Risotto con gli avanzi di pollo

Con il freddo che fa, avete magari preparato del pollo in brodo con la sua bella carotina/sedano/cipolla e qualche spicchietto di pomodoro (il Pomodoro Fan Club conta milioni di iscritti). E magari nel brodo, a parte, avete poi buttato dei tortellini... Insomma, primo e secondo, avete già digerito tutto.
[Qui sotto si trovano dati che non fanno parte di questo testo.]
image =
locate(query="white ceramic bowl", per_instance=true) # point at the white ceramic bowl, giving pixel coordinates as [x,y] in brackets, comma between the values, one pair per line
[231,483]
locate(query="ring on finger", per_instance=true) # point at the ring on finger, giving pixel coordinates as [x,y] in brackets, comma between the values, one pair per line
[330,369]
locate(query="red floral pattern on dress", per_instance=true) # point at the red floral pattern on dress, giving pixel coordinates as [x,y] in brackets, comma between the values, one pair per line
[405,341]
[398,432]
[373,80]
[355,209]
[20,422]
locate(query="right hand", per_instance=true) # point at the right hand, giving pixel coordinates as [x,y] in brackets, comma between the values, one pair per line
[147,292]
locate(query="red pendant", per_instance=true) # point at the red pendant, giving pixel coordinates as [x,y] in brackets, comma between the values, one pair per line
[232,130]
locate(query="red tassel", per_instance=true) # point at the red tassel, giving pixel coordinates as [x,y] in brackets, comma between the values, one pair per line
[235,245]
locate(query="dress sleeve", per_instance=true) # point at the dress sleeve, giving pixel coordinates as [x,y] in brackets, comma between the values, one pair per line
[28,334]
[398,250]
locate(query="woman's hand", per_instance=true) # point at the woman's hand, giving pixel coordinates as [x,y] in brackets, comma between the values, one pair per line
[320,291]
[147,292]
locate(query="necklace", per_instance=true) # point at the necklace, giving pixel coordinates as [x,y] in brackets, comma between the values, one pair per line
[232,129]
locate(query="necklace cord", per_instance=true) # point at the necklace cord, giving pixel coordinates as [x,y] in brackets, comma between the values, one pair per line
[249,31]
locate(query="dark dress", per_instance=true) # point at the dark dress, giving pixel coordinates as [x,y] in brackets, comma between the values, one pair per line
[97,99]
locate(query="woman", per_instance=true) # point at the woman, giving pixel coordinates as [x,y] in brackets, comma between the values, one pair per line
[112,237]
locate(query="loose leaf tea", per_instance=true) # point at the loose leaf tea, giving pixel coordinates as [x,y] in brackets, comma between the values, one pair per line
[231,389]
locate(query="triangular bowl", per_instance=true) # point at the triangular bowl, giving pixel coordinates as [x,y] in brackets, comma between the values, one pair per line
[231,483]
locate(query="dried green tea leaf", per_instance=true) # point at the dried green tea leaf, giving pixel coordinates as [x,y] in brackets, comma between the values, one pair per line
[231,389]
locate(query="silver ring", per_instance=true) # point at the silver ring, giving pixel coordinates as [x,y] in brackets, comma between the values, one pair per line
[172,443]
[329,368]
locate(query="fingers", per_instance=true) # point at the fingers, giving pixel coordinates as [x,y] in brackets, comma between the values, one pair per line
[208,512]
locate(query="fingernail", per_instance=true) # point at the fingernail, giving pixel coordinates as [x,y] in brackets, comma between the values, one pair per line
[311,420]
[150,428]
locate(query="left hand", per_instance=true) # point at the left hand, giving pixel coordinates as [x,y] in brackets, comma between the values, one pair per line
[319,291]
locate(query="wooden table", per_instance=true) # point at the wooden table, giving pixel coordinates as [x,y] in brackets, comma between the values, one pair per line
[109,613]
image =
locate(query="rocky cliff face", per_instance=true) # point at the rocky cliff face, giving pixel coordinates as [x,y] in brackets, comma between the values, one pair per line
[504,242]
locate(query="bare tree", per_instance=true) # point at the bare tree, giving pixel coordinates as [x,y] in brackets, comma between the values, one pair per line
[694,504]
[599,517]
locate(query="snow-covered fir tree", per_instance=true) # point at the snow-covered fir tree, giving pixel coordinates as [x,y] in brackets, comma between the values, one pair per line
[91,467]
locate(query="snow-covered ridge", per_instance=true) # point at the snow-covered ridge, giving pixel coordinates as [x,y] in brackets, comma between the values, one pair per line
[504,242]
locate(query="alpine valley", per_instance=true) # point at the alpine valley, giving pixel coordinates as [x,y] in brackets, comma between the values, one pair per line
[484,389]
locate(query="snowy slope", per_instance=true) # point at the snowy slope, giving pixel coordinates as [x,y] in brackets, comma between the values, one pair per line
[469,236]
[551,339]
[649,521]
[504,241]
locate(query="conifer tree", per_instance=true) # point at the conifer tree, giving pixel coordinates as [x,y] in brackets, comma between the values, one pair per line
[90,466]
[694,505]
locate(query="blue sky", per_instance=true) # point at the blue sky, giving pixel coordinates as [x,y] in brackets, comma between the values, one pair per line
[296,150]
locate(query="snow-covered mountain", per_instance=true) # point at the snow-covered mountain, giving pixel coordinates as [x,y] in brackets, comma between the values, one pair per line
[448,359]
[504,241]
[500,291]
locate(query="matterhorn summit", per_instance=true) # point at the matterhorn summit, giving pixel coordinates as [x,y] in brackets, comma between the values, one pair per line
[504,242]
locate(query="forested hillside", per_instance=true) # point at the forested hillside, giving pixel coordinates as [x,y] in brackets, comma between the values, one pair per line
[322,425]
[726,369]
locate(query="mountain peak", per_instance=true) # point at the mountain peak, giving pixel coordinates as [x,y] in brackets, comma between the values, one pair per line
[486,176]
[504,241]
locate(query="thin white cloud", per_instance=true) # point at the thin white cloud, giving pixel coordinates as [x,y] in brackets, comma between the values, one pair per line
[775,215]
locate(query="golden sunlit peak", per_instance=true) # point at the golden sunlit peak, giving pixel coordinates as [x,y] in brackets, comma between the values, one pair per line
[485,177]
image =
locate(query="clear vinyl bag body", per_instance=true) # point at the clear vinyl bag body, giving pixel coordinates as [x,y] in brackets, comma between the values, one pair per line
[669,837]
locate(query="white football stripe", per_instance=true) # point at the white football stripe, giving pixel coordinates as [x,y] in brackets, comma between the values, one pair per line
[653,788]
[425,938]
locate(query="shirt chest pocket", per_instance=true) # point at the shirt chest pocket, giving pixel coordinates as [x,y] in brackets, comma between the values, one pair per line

Orbene, vi è avanzato dal giorno prima del pollo con il suo brodo e carotina/sedano/cipolla etc. etc. in maniera sufficiente per farci un risotto. E allora: disossate bene con le mani, ripulite da ossi, ossicini, cartilagini, rigagliette e via dicendo e mettete da parte il ben di Dio di carne. Controllate che non sia rimasto nulla di poco commestibile anche nel brodo che riporterete ad ebollizione. A questo punto, in un tegame, una bella noce di burro, qualche manciata di riso e giù a fuoco vivace a farlo tostare. Quando è tostato, aggiungete mezzo bicchiere di vino bianco e fate "ubriacare" il riso fino a che se lo "beve" tutto. Poi giù i primi mestoli di brodo bollante (se ve ne è avanzato poco, aiutatevi allungando con un po' d'acqua altrettanto bollente ma attenti a non dissalare troppo, a non far diventare il liquido troppo grèvio), girate e rigirate, fate "bere" al riso il brodo e via con altri mestoli. Insomma, come si fa con un normale risotto. A metà cottura, buttate giù la carne del pollo rimasto con le carotine/sedano/cipolla e continuate a girare e ad aggiungere brodo fino a che il riso è ben al dente. Spegnete il fuoco, un'altra bella noce di burro, una bella spruzzata di pepe e un'altrettanto bella spruzzata di parmigiano (o grana) grattuggiato. Mantecate (ovvero amalgamate gli elementi con delicatezza, non è che state impastando cuacìna...), lasciate riposare nel tegame per almeno un paio di minuti, dopo di che servite mettendo a disposizione a tavola altro parmigiano (o grana) grattuggiato.